For this subsection, we refer to the finite_time_upper_evolution and finite_time_lower_evolution functions in the analysis file. Since they essentially differ only by the semantics used, we provide a _finite_time_evolution helper function that contains the bulk of the code for the interaction with the Ariadne library.

The first step is the creation of a HybridEvolver object, which provides methods for finite time evolution:

HybridEvolver evolver(system);

where the system argument is the automaton to evolve. The system is stored before evolution in order to check the consistency of user-provided evolution settings. Such settings can be found in the ImageSetHybridEvolverSettings class in hybrid_evolver-image.h. For each setting, a default value is provided; also, multiple setter methods are available when useful for a simpler assignment.

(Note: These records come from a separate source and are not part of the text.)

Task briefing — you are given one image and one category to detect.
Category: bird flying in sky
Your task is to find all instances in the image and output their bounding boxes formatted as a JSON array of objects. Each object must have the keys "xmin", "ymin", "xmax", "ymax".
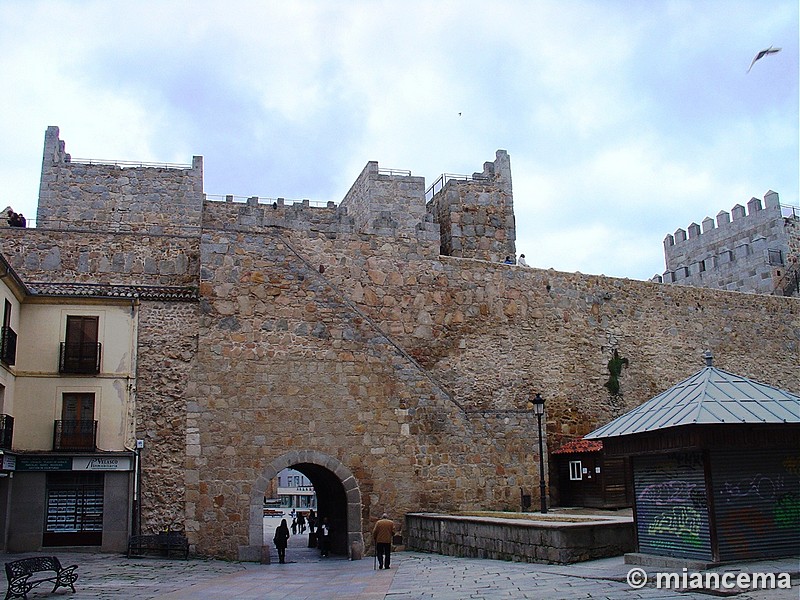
[{"xmin": 747, "ymin": 46, "xmax": 781, "ymax": 73}]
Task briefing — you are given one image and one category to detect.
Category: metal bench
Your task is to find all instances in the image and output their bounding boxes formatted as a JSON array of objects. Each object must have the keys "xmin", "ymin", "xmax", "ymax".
[
  {"xmin": 5, "ymin": 556, "xmax": 78, "ymax": 600},
  {"xmin": 128, "ymin": 531, "xmax": 189, "ymax": 559}
]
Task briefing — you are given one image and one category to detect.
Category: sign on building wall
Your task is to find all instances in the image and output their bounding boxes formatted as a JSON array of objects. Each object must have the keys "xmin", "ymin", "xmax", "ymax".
[{"xmin": 13, "ymin": 455, "xmax": 133, "ymax": 471}]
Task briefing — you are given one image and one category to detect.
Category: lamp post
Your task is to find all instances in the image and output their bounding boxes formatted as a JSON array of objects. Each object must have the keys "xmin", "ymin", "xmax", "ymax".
[{"xmin": 532, "ymin": 392, "xmax": 547, "ymax": 514}]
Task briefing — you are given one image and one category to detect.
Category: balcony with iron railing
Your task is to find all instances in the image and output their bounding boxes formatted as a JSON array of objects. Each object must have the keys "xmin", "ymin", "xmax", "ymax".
[
  {"xmin": 53, "ymin": 421, "xmax": 97, "ymax": 452},
  {"xmin": 58, "ymin": 342, "xmax": 102, "ymax": 375},
  {"xmin": 0, "ymin": 327, "xmax": 17, "ymax": 366},
  {"xmin": 0, "ymin": 415, "xmax": 14, "ymax": 450}
]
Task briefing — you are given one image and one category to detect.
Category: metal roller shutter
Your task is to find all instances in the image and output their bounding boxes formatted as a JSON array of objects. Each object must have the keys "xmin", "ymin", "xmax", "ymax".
[
  {"xmin": 633, "ymin": 452, "xmax": 712, "ymax": 560},
  {"xmin": 711, "ymin": 449, "xmax": 800, "ymax": 561}
]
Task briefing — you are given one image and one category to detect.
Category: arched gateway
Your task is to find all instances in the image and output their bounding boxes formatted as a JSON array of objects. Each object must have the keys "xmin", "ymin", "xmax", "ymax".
[{"xmin": 244, "ymin": 450, "xmax": 364, "ymax": 560}]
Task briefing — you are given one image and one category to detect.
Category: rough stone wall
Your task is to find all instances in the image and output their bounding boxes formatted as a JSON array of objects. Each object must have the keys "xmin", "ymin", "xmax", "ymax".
[
  {"xmin": 2, "ymin": 227, "xmax": 200, "ymax": 286},
  {"xmin": 187, "ymin": 227, "xmax": 538, "ymax": 556},
  {"xmin": 428, "ymin": 150, "xmax": 516, "ymax": 262},
  {"xmin": 406, "ymin": 514, "xmax": 636, "ymax": 565},
  {"xmin": 136, "ymin": 302, "xmax": 199, "ymax": 533},
  {"xmin": 341, "ymin": 161, "xmax": 434, "ymax": 236},
  {"xmin": 280, "ymin": 226, "xmax": 800, "ymax": 449},
  {"xmin": 36, "ymin": 127, "xmax": 203, "ymax": 233},
  {"xmin": 7, "ymin": 129, "xmax": 800, "ymax": 558},
  {"xmin": 663, "ymin": 192, "xmax": 793, "ymax": 294}
]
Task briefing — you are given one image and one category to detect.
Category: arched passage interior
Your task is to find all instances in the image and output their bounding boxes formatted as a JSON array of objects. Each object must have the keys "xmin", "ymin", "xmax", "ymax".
[{"xmin": 247, "ymin": 451, "xmax": 364, "ymax": 560}]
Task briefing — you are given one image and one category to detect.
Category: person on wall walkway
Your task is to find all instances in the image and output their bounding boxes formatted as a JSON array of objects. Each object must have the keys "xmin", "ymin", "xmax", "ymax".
[
  {"xmin": 272, "ymin": 519, "xmax": 289, "ymax": 564},
  {"xmin": 372, "ymin": 513, "xmax": 394, "ymax": 569}
]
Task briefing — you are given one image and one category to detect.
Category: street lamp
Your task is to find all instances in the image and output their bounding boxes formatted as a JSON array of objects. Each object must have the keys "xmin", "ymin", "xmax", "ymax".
[{"xmin": 532, "ymin": 392, "xmax": 547, "ymax": 514}]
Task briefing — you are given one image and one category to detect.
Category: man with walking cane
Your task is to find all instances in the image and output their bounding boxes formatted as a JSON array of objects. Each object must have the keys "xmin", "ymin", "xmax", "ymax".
[{"xmin": 372, "ymin": 513, "xmax": 394, "ymax": 569}]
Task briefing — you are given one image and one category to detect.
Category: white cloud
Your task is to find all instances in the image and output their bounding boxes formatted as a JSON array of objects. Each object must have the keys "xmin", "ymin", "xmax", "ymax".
[{"xmin": 0, "ymin": 0, "xmax": 800, "ymax": 278}]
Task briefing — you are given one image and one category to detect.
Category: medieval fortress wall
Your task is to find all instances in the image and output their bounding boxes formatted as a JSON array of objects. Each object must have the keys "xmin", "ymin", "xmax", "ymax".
[
  {"xmin": 663, "ymin": 191, "xmax": 800, "ymax": 294},
  {"xmin": 0, "ymin": 130, "xmax": 800, "ymax": 557}
]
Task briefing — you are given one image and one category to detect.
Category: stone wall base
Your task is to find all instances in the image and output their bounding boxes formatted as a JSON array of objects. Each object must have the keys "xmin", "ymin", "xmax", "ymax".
[
  {"xmin": 405, "ymin": 513, "xmax": 635, "ymax": 564},
  {"xmin": 237, "ymin": 546, "xmax": 270, "ymax": 565}
]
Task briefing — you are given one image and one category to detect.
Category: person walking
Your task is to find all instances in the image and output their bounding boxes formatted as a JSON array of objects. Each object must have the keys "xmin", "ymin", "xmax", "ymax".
[
  {"xmin": 272, "ymin": 519, "xmax": 289, "ymax": 564},
  {"xmin": 317, "ymin": 517, "xmax": 331, "ymax": 556},
  {"xmin": 372, "ymin": 513, "xmax": 394, "ymax": 569}
]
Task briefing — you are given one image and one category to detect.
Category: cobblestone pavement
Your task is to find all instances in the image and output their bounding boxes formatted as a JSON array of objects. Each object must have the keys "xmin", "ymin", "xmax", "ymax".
[{"xmin": 0, "ymin": 548, "xmax": 800, "ymax": 600}]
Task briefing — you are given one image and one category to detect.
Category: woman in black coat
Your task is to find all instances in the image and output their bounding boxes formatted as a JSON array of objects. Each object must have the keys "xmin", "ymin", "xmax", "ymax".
[{"xmin": 272, "ymin": 519, "xmax": 289, "ymax": 564}]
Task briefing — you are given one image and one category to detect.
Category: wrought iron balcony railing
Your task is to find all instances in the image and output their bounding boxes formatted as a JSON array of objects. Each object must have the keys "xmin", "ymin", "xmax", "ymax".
[
  {"xmin": 0, "ymin": 415, "xmax": 14, "ymax": 450},
  {"xmin": 58, "ymin": 342, "xmax": 101, "ymax": 375},
  {"xmin": 0, "ymin": 327, "xmax": 17, "ymax": 366},
  {"xmin": 53, "ymin": 421, "xmax": 97, "ymax": 452}
]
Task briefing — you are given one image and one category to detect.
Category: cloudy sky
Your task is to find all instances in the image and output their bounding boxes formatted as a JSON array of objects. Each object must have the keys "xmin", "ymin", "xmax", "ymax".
[{"xmin": 0, "ymin": 0, "xmax": 800, "ymax": 279}]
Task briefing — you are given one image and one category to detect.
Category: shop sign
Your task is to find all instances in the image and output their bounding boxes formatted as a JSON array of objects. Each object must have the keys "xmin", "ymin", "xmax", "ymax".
[
  {"xmin": 72, "ymin": 456, "xmax": 131, "ymax": 471},
  {"xmin": 15, "ymin": 456, "xmax": 72, "ymax": 471}
]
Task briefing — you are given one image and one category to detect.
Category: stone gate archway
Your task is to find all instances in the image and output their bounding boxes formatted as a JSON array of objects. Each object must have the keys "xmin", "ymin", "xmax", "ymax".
[{"xmin": 245, "ymin": 450, "xmax": 364, "ymax": 560}]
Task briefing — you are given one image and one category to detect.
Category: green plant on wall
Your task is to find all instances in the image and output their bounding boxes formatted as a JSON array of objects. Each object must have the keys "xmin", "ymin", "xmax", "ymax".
[{"xmin": 603, "ymin": 350, "xmax": 628, "ymax": 396}]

The only mandatory setting in practice is the integration step size, which is set in this tutorial with:


Here the setting is called a maximum step size since in general the integration step must be small enough to allow the identification of a bounding box for the flow set. If the provided value does not guarantee such condition, the library internally halves the provided value until the value is acceptable. However, if the step size is reasonably small in respect to the dynamics, it is usually the case that a bounding box is identified with no halving.

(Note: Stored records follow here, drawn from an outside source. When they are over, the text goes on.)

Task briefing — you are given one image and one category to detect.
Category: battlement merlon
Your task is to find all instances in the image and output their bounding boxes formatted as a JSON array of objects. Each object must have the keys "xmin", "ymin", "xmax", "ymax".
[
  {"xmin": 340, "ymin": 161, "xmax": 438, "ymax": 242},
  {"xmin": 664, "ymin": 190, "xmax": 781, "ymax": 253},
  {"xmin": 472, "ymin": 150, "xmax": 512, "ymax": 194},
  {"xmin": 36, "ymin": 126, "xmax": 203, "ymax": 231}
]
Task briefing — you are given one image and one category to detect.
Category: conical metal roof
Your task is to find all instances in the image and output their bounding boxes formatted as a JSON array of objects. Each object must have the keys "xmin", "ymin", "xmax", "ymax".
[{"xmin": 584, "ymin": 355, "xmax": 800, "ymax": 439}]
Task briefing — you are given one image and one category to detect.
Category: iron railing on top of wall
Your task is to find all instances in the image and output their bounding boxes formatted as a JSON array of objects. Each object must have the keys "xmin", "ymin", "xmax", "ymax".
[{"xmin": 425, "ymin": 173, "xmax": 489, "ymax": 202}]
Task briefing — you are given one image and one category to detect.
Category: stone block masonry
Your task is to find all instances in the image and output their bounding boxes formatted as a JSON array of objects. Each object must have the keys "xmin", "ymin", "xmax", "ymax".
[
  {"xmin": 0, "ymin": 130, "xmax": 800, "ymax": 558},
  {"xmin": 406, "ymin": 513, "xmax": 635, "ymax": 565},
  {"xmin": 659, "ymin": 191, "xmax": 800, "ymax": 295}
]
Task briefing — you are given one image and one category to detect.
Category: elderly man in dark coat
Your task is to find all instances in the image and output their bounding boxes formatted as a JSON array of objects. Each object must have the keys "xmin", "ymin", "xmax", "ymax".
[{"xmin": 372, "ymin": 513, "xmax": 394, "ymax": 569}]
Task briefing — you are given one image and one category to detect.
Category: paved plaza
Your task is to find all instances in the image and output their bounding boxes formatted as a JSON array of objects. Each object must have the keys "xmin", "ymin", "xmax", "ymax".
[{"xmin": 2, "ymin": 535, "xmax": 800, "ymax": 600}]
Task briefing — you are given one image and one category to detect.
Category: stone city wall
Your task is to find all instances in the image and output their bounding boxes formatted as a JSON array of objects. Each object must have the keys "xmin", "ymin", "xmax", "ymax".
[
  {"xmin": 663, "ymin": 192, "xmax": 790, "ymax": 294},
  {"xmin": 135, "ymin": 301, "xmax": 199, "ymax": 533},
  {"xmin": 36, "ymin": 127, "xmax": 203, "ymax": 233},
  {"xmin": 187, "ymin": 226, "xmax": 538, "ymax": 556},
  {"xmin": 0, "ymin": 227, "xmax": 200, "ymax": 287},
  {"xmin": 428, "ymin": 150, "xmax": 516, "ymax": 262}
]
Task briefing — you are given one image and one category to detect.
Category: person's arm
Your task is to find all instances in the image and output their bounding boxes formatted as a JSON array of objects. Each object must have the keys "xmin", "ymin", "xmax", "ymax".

Another relevant setting is the reference_enclosure_widths which informs the evolver about a particular width value on each dimension of the continuous space; such width should be chosen as proportional to the accuracy required on the given dimension when discretizing the reachable set. Here an “enclosure” is a name for an evolution set at a given time, which can also be seen as a section of the flow tube. The reference widths are meant to be constant for a given system. The maximum_enclosure_widths_ratio setting is then multiplied with the reference widths to decide if an enclosure is too large in respect to a desired numerical accuracy. If enable_premature_termination_on_enclosure_size is enabled (enabled by default), then evolution is stopped: this is useful to terminate when the set becomes too large to provide meaningful data for analysis. If enable_subdivisions is enabled (disabled by default), evolution continues but the set is split into two enclosures of smaller size.

The assignment of the verbosity is performed with

evolver.verbosity = verbosity;

where the default verbosity value is zero, i.e., no output is provided.

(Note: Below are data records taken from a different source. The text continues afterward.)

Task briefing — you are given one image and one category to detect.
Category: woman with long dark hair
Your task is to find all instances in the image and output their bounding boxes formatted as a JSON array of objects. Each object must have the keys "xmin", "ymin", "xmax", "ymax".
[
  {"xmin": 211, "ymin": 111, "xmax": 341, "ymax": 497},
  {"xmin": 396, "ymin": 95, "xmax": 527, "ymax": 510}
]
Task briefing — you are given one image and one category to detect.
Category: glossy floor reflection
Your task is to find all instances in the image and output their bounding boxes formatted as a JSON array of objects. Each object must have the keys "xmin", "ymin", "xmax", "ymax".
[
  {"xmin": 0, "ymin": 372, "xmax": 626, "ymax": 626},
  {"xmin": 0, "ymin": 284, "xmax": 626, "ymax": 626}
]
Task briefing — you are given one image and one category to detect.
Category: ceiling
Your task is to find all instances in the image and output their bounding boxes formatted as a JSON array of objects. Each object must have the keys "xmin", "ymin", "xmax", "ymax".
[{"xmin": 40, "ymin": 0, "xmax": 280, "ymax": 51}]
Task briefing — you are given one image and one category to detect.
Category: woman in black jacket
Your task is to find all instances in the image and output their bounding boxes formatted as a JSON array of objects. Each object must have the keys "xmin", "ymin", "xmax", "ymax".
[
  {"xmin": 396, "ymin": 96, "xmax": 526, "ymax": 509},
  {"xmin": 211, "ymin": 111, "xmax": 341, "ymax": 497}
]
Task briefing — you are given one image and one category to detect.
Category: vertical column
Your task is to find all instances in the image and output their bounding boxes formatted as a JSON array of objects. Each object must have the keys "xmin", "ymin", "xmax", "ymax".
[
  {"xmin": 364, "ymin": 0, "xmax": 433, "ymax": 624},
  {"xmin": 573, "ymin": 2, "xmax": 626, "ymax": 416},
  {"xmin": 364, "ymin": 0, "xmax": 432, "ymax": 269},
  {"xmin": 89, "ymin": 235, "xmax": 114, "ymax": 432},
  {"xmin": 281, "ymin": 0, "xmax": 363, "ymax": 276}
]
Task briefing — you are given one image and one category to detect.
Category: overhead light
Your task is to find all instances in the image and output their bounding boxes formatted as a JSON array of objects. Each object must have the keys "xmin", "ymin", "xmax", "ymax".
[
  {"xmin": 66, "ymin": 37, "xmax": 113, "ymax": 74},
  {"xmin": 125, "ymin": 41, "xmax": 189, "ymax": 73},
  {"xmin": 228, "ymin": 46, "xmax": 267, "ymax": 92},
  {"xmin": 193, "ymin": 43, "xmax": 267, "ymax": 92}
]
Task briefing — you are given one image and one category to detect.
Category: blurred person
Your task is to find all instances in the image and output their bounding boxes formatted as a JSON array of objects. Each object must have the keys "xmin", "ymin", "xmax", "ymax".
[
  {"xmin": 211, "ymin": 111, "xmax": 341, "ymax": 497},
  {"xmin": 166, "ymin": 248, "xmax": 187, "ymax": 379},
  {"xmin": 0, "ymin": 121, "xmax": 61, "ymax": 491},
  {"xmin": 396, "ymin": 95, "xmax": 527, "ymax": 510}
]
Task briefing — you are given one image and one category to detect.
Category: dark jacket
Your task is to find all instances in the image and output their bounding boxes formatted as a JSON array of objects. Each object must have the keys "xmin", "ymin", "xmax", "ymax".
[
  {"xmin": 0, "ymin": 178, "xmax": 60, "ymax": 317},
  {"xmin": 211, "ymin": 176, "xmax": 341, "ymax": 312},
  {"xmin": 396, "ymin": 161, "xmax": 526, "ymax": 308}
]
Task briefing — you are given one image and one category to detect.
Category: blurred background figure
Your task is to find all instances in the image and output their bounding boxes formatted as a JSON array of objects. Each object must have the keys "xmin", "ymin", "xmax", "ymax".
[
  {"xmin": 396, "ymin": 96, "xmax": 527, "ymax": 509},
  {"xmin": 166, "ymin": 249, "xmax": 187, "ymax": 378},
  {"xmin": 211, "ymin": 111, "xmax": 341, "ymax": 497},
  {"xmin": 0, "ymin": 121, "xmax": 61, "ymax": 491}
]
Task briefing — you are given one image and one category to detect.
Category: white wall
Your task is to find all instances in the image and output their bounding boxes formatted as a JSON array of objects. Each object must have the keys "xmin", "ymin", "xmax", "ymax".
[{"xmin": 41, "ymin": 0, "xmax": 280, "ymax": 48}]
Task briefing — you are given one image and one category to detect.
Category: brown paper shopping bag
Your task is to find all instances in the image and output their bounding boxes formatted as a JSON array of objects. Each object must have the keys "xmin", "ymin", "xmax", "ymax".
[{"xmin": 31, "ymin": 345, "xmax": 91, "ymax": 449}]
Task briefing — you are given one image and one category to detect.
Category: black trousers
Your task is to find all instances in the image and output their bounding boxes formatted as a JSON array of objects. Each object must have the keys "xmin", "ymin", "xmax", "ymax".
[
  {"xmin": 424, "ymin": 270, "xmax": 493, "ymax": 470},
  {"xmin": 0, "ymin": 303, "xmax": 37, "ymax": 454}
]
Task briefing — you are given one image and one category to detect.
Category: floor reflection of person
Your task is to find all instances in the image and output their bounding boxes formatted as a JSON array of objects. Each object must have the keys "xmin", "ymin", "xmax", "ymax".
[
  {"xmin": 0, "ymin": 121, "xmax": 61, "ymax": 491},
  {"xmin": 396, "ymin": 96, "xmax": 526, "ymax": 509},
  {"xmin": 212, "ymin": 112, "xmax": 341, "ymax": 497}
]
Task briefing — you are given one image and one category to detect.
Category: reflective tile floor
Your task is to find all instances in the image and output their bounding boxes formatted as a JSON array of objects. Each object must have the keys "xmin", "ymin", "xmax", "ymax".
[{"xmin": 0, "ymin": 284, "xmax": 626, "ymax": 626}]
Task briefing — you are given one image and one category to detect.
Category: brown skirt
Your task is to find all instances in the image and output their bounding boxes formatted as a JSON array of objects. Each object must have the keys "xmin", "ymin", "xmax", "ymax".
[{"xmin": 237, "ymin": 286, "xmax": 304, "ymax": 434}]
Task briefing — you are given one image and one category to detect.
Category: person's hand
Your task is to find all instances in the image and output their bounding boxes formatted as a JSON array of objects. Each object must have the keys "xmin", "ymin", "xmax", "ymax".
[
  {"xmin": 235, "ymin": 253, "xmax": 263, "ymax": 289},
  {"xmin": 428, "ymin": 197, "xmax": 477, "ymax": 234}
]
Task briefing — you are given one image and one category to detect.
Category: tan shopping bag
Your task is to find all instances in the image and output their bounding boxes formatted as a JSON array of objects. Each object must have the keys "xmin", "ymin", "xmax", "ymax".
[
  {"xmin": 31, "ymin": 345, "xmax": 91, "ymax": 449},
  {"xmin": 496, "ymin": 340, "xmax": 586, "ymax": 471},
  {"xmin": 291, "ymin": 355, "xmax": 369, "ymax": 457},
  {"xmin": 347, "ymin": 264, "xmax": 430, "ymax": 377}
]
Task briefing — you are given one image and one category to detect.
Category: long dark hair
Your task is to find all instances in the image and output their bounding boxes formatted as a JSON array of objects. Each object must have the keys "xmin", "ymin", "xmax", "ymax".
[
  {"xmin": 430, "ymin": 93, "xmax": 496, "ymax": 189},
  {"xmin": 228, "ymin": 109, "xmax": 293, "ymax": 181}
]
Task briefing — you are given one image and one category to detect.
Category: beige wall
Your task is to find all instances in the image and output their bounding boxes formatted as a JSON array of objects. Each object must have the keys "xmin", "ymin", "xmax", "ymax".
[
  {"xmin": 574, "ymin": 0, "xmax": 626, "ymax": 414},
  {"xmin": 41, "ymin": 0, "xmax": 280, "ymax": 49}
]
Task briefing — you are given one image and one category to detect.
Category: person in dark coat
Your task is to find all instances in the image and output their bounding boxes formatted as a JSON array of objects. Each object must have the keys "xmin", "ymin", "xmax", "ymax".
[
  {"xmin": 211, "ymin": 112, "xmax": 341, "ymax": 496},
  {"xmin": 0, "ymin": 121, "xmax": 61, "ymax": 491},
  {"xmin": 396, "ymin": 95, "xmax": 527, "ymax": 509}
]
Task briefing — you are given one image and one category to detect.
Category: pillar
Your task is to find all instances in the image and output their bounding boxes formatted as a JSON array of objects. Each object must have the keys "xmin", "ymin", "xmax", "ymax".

As soon as the evolver is set up, we can perform finite-time evolution by computing the orbit of the automaton. To call the HybridEvolver::orbit method we need three arguments:

  1. The initial set expressed as a localised enclosure;
  2. The evolution limits in terms of maximum continuous time and maximum number of discrete transitions;
  3. The semantics for evolution.

The initial set must be expressed as a localised enclosure, meaning a set paired with a discrete location. If we want to perform evolution for an initial set on two locations, like the one of the tutorial, we actually need to compute two separate orbits. In addition, the initial set that we provided is a hybrid constraint set. For these reasons, we provide the following code snippet for conversion:

HybridEvolver::EnclosureListType initial_enclosures;
HybridBoxes initial_set_domain = initial_set.domain();
for (HybridBoxes::const_iterator it = 
  it != initial_set_domain.locations_end(); 
  ++it) {
    if (!it->second.empty()) {

We remind here that code such as the above is not required when the initial set is already expressed as a HybridEvolver::EnclosureType instead.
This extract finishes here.